The central idea of the work is the artha (prosperity) of a kingdom – how to get it and how to keep it. Kautilya advocates the application of agents, surveillance and diplomacy beyond the frontiers to ensure the maintenance of power (‘My enemy’s enemy is my friend’ is one of the Arthashastra’s many memorable sayings). The state is not seen as a moral order, but purely as a system of power relations defined by the limits of what is practically feasible. At the centre is the king, whose natural enemies are his immediate neighbours; his enemies’ further neighbours are his natural friends. The ruler’s ability to hold power, says Kautilya, depends on the seven pillars of power. These were: the king’s personal quality and that of his ministers, the wealth of his provinces and of his chief city, his treasury, his army and, last but not least, the success of his diplomacy in the cultivation of allies. In all this Chandragupta proved as adept as any ruler in history.

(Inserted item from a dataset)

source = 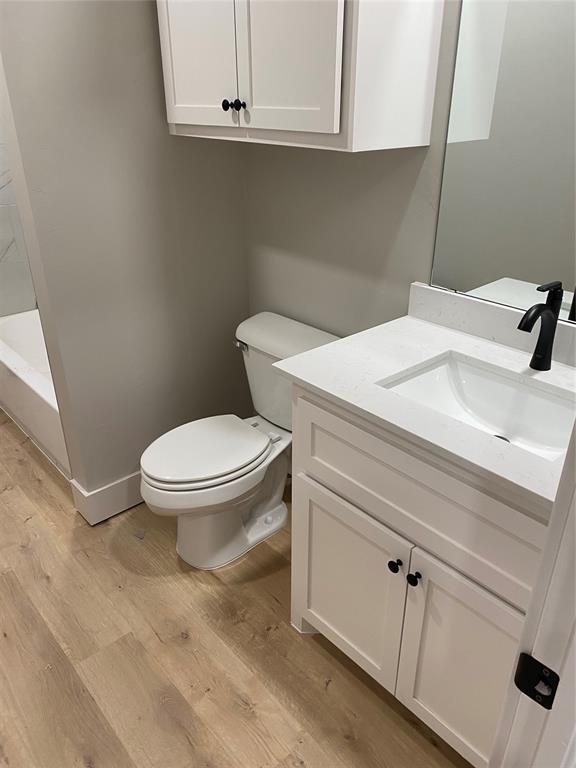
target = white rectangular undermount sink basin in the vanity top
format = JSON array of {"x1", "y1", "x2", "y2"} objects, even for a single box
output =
[{"x1": 377, "y1": 352, "x2": 576, "y2": 461}]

Around the year 300 BC Chandragupta cemented his power by diplomatic exchanges with Seleucus Nicator. This provided him with 300 war elephants (‘and certain powerful aphrodisiacs’!) in exchange for an agreement defining India’s ‘natural frontier’ – a goal sought after by all imperialists in India, right down to the British. India would no
w be bounded by the Hindu Kush, the Afghan mountains and the Baluchi desert. As part of the deal, he married a Greek princess, so his grandson Ashoka, perhaps the greatest ruler in Indian history, may have had Greek blood, and perhaps even spoke a little of the language.
It was in the aftermath of these events that the first Westerners, so far as we know, reached the heart of India. In about 302 BC a Greek embassy, led by ambassador Megasthenes, visited the Ganges plain. Megasthenes wrote a book about his time in India, which is now lost, but it survives in fragments quoted by other writers. It is the first foreign description of India, and the first datable account of its social order, customs, caste system and kingship. Its anecdotes provide a fascinating window on the world of early India.

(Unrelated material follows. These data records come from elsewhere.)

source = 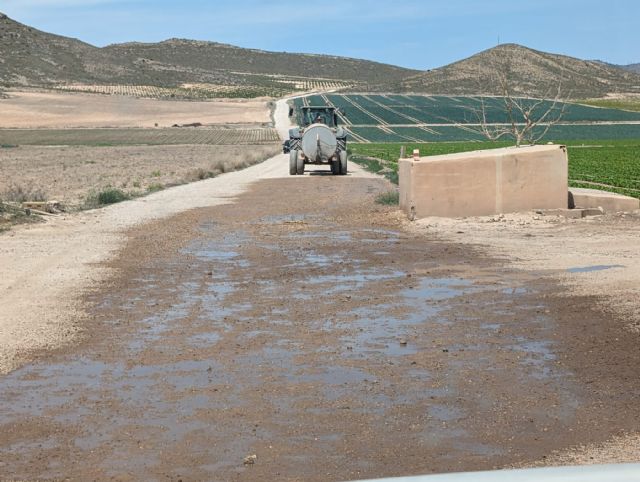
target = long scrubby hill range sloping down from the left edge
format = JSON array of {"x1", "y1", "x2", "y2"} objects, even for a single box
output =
[{"x1": 0, "y1": 14, "x2": 417, "y2": 93}]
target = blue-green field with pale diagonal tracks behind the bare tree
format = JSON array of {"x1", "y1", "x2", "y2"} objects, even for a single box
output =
[{"x1": 294, "y1": 94, "x2": 640, "y2": 143}]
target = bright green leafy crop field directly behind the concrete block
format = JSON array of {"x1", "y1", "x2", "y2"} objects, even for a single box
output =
[{"x1": 349, "y1": 139, "x2": 640, "y2": 198}]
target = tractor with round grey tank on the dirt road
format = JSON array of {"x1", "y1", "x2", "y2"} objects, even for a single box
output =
[{"x1": 282, "y1": 106, "x2": 347, "y2": 176}]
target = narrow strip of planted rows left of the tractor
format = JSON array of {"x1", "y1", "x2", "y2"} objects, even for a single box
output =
[{"x1": 0, "y1": 128, "x2": 280, "y2": 146}]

After their long journey from Babylon, the Greeks made their way through the Khyber Pass and down the old highway across the Punjab from Taxila (the ancestor of the Grand Trunk Road). En route they passed Alexander’s altars on the Beas river, where a Greek source, Plutarch, says Chandragupta was later accustomed to do puja, a prayer ritual, in memory of the Macedonian king. Then they made their way by boat down the Jumna and the Ganges past the cities of Kausambi and Benares, no doubt remarking, as all later travellers would, on the fertility and beauty of the countryside. Surviving fragments of Megasthenes’ book give us a vivid sense of the Greeks’ open-mouthed entry into an alien world that Alexander had only ever encountered at its fringes, and then with violence. Sailing down the Ganges, they saw at first hand ‘the greatest river in India, worshipped by all Indians, which is all of a hundred stadia [11 miles] wide, sometimes so that one cannot see the far shore’.